Infringement and Liability regarding AI
At present, the way that many AI systems are trained relies on encoding content, changing bits of text into numbers that relate to each other (Stephen Wolfram Writings article What is ChatGPT doing and why does it work may be helpful for understanding this). When a user enters a prompt, the system looks to the training data for patterns in those small bits to generate new content. Currently, those small bits of information are not encoded with attribution information and so the resulting system is not able to provide the end-user with information about the source material. This has implications for testing infringement and for considering liability. Regarding infringement, the end-user does not know what sources are used to generate the content, and so is limited in their ability to understand whether permission is needed. They could compare the result to existing content if they’d started with a reference, but lacking that, they may have no clue if something was infringing, especially given the breadth and depth of the training models.
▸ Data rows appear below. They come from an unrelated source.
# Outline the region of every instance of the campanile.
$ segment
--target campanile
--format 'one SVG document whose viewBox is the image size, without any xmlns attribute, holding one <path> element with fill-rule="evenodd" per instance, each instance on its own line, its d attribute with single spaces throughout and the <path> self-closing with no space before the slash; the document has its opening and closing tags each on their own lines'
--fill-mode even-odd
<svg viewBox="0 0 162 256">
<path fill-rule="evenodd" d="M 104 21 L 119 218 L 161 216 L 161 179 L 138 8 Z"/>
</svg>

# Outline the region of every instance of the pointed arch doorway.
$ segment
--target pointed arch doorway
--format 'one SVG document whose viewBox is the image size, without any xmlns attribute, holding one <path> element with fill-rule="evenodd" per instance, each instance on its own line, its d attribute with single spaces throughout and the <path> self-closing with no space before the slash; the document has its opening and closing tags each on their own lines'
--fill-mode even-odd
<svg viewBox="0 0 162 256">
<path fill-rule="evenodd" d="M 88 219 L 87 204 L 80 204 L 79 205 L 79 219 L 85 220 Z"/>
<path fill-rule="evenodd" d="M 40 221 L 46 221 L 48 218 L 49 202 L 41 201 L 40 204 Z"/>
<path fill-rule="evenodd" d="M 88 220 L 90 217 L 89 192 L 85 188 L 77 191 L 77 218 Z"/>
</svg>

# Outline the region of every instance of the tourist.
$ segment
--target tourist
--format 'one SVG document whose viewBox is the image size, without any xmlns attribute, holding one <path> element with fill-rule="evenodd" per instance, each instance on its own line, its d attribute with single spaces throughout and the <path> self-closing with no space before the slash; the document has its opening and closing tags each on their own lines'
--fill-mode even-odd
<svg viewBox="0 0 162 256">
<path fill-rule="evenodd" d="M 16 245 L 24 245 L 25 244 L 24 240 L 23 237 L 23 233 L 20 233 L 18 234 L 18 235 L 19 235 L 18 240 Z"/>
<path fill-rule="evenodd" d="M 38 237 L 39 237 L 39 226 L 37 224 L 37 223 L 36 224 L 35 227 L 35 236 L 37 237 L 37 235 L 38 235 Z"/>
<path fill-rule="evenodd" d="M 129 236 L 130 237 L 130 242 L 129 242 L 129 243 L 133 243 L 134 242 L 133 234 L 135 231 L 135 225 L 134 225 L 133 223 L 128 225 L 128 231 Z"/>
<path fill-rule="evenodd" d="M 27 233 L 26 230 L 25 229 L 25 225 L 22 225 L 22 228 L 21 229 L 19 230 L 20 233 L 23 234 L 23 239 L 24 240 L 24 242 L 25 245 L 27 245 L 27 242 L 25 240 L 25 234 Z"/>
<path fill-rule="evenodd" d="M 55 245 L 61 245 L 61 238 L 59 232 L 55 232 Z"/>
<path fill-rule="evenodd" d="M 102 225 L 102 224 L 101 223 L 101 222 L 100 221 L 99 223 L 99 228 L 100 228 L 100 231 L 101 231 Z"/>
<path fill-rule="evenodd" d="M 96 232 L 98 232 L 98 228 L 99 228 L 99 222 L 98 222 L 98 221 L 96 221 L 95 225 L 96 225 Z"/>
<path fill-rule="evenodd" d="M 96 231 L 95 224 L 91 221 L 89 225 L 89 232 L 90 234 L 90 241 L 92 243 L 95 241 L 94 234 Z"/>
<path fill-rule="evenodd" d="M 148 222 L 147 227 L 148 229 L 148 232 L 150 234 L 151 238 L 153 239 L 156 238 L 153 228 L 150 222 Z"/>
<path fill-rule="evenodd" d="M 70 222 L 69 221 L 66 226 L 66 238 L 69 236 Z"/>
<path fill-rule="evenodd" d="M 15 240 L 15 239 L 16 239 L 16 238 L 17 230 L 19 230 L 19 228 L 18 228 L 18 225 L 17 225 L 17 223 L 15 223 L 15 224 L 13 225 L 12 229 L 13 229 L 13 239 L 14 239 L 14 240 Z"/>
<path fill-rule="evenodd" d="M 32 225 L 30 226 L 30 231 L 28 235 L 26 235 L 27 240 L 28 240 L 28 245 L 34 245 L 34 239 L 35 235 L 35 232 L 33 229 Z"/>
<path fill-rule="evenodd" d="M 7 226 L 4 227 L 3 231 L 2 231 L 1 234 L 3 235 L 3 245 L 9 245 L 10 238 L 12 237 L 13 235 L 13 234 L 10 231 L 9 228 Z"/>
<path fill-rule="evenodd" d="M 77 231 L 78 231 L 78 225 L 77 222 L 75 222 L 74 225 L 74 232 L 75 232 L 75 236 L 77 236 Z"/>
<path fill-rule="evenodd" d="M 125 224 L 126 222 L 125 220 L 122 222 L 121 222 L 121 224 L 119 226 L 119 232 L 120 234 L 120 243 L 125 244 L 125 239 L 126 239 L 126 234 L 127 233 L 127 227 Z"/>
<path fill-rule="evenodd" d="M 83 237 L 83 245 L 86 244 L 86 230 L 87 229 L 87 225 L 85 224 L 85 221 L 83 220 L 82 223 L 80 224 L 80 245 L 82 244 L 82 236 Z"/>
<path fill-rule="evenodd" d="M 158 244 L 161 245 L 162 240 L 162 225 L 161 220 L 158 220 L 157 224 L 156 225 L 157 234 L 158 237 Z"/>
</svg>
Regarding liability, we again face the issue of dual copyright concerns related to input and output. When it comes to outputs, things are more complicated, and depend on the promises made by developers to users. If a developer promises that their content is copyright-cleared, the user would have a reasonable expectation to be able to use the service without issue. Both infringement and liability would be better addressed by reducing risk of infringement through the expansion of the fair dealing exception and addition of a contract override provision.
Comments and Suggestions
Copyright is just one tool in the toolbox for providing appropriate controls on use of content in AI systems. A multifaceted, nuanced approach will be necessary to enable AI to be an opportunity rather than a hindrance to society. Changes to law, policy, and regulations should be done with an eye to equitable access and use of this new technology across our society.